When we first meet her, Tammy’s late for work at her depressing fast-food job because she’s just hit a deer with her depressing car. Things go downhill from there, including an altercation with her boss (Falcone) who fires her, in that specifically haughty manner of the near-powerless and angry about it.
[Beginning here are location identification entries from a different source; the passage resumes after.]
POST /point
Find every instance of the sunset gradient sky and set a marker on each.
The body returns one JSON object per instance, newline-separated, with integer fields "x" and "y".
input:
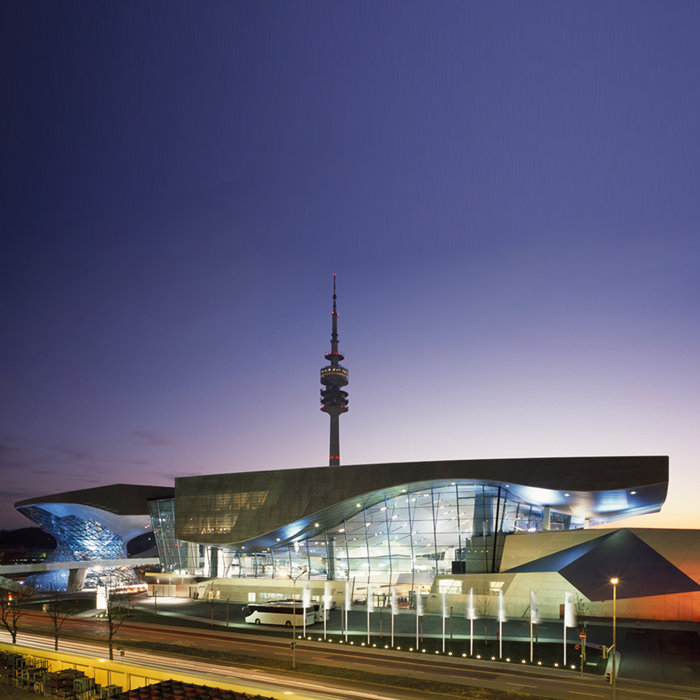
{"x": 509, "y": 193}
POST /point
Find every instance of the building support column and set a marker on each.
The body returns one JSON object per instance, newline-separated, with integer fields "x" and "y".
{"x": 76, "y": 579}
{"x": 547, "y": 518}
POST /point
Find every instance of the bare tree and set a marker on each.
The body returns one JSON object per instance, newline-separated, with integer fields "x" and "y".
{"x": 58, "y": 609}
{"x": 13, "y": 596}
{"x": 118, "y": 609}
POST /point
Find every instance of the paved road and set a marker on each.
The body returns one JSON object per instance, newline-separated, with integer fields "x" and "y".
{"x": 539, "y": 682}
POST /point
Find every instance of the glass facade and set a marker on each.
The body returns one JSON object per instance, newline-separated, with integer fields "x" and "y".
{"x": 446, "y": 529}
{"x": 78, "y": 538}
{"x": 174, "y": 554}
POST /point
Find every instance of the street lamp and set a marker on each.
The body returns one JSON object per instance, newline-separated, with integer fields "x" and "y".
{"x": 294, "y": 615}
{"x": 614, "y": 582}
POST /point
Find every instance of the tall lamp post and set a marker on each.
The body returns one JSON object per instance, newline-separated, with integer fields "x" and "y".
{"x": 294, "y": 615}
{"x": 614, "y": 582}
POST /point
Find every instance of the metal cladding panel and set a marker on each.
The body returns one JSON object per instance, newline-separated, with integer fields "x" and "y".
{"x": 229, "y": 509}
{"x": 642, "y": 571}
{"x": 121, "y": 499}
{"x": 559, "y": 560}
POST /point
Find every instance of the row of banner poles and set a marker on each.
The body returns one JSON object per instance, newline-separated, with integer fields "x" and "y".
{"x": 569, "y": 615}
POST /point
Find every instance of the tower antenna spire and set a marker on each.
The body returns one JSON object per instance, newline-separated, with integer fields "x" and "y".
{"x": 334, "y": 377}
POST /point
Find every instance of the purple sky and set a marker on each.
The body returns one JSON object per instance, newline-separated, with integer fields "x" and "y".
{"x": 509, "y": 193}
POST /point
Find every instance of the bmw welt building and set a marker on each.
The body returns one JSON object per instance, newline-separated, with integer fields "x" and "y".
{"x": 433, "y": 528}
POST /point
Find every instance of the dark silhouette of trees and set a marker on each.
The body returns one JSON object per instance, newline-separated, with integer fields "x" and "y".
{"x": 13, "y": 599}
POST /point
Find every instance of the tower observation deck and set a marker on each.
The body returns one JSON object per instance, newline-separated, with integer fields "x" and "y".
{"x": 334, "y": 377}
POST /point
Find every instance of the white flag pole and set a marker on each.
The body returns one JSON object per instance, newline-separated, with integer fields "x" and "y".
{"x": 419, "y": 613}
{"x": 569, "y": 617}
{"x": 534, "y": 619}
{"x": 444, "y": 606}
{"x": 305, "y": 603}
{"x": 347, "y": 607}
{"x": 393, "y": 612}
{"x": 326, "y": 604}
{"x": 501, "y": 619}
{"x": 370, "y": 607}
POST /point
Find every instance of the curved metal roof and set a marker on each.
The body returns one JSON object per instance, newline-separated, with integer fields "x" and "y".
{"x": 120, "y": 499}
{"x": 264, "y": 508}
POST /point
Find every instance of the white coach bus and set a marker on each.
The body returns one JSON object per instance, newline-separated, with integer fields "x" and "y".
{"x": 278, "y": 614}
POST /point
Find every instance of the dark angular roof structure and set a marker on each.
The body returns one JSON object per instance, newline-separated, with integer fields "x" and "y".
{"x": 642, "y": 571}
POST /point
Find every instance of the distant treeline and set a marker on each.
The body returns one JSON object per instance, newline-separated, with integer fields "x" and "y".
{"x": 26, "y": 538}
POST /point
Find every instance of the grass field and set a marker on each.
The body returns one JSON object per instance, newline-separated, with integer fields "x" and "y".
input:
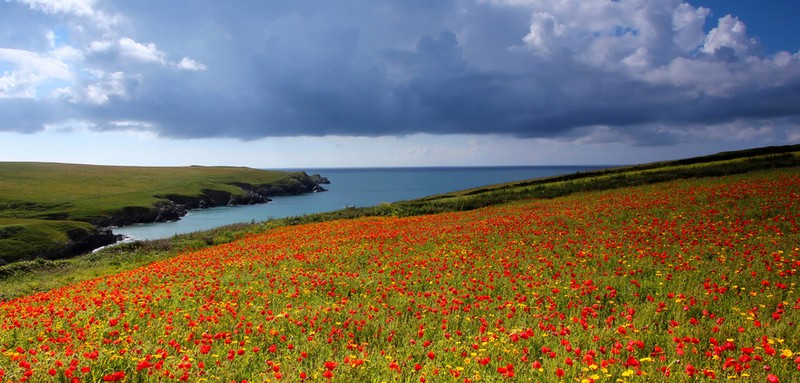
{"x": 684, "y": 280}
{"x": 89, "y": 193}
{"x": 43, "y": 206}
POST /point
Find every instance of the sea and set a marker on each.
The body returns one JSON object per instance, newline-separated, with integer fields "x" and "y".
{"x": 359, "y": 187}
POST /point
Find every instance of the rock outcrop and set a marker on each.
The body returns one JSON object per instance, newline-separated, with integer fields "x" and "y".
{"x": 173, "y": 207}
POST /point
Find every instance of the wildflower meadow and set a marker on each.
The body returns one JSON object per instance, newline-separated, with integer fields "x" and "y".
{"x": 685, "y": 281}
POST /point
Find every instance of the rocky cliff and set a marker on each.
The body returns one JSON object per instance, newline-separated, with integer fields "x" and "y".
{"x": 173, "y": 207}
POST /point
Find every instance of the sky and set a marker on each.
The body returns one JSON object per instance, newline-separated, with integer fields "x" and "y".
{"x": 364, "y": 83}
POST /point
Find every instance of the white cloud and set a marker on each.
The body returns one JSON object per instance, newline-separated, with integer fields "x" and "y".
{"x": 687, "y": 24}
{"x": 75, "y": 7}
{"x": 142, "y": 52}
{"x": 98, "y": 92}
{"x": 189, "y": 64}
{"x": 544, "y": 29}
{"x": 80, "y": 8}
{"x": 730, "y": 33}
{"x": 30, "y": 70}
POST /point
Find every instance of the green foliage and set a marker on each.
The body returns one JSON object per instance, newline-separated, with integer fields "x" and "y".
{"x": 45, "y": 207}
{"x": 91, "y": 193}
{"x": 26, "y": 277}
{"x": 33, "y": 238}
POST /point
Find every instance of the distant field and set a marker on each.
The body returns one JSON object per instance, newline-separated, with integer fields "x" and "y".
{"x": 45, "y": 206}
{"x": 87, "y": 193}
{"x": 689, "y": 280}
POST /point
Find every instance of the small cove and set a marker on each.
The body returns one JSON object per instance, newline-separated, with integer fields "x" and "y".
{"x": 351, "y": 187}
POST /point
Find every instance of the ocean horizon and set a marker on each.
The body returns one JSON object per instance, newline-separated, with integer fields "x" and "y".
{"x": 353, "y": 186}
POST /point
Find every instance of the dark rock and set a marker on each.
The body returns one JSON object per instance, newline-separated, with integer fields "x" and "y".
{"x": 319, "y": 180}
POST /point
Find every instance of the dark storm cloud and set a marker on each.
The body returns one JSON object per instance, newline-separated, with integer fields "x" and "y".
{"x": 362, "y": 68}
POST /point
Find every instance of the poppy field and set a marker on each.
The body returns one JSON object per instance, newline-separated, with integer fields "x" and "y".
{"x": 685, "y": 281}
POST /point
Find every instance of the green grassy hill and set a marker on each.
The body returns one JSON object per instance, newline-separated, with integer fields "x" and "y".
{"x": 26, "y": 277}
{"x": 50, "y": 210}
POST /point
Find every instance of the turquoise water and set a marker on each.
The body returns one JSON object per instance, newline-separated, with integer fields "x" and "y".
{"x": 351, "y": 187}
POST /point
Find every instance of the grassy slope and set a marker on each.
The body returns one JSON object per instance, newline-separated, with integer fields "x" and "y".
{"x": 85, "y": 193}
{"x": 43, "y": 275}
{"x": 44, "y": 205}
After the final indignity of the day — discovering her husband (Nat Faxon) is cheating on her with a svelte blonde (Toni Collette) — Tammy has nothing left to lose, and hits the open road with her spitfire grandma, Pearl (Susan Sarandon, not really old enough for this part but enjoying herself). Pearl has a bunch of cash, a wild streak (she once had an affair with an Allman brother — “not Gregg”) and a problem with alcohol and pills that starts out funny and gets ugly.

Melissa McCarthy stars in “Tammy.”AP/Warner Bros. Pictures

It’s never clear why Tammy is so far off-track, which is part of the film’s problem. It’s hard to root for someone who seems reasonably aware yet reliably makes one bad call after another. The movie also has an odd amount of fun with Tammy’s general level of ignorance: She calls Mark Twain “Mark Twan,” and when Pearl references Neil Armstrong on the moon, Tammy’s response is, “On his bike?”

The duo stops off at a roadhouse, in one of several vague nods to “Thelma and Louise,” where Pearl meets a man (Gary Cole) with whom she’s soon making out in the back of her car, much to the chagrin of his son (Mark Duplass) and Tammy, who take a gradual liking to one another.

McCarthy does her swaggering sexual self-confidence thing, though here it’s thinly papered over a fragile soul. She’s actually at her best when the movie stops making her try so hard and lets her face relax into a captivating openness. But it doesn’t happen often enough.

Susan Sarandon and Melissa McCarthy in “Tammy.”AP/Warner Bros. Pictures

A couple of bad decisions later, the cash-strapped Tammy’s robbing a burger joint so she can bail Pearl out of jail. It’s one of several scenes that just feel tone-deaf and overly long, from McCarthy’s slo-mo gangsta rap moves beforehand (amusing, kinda, but wouldn’t you want to get in and out as fast as possible?) to her halting, guilty repartee with the cashiers.

Eventually, Tammy and Pearl, now fugitives, are aided by Pearl’s cousin (Kathy Bates), whose partner is played by Sandra Oh. I’ll say one thing for this movie: It passes the Bechdel Test (does it feature at least two women talking about something other than a man?) with flying colors, culminating in a lesbian Fourth of July extravaganza involving a torched Jet Ski and Sarandon flashing her breasts at the assembled Sapphic partygoers.

There’s no shortage of goodwill in “Tammy,” at its core an ode to the female underdog. Nor is there any dearth of star power (Allison Janney and Dan Aykroyd also briefly play Tammy’s parents). It just doesn’t hang together. McCarthy has a real facility with bizarre, awkward one-liners — it’s what made her such a scene-stealer in “Bridesmaids” — but it’s tough to stitch those together into a leading role. Tougher than Falcone and McCarthy bargained for, I imagine.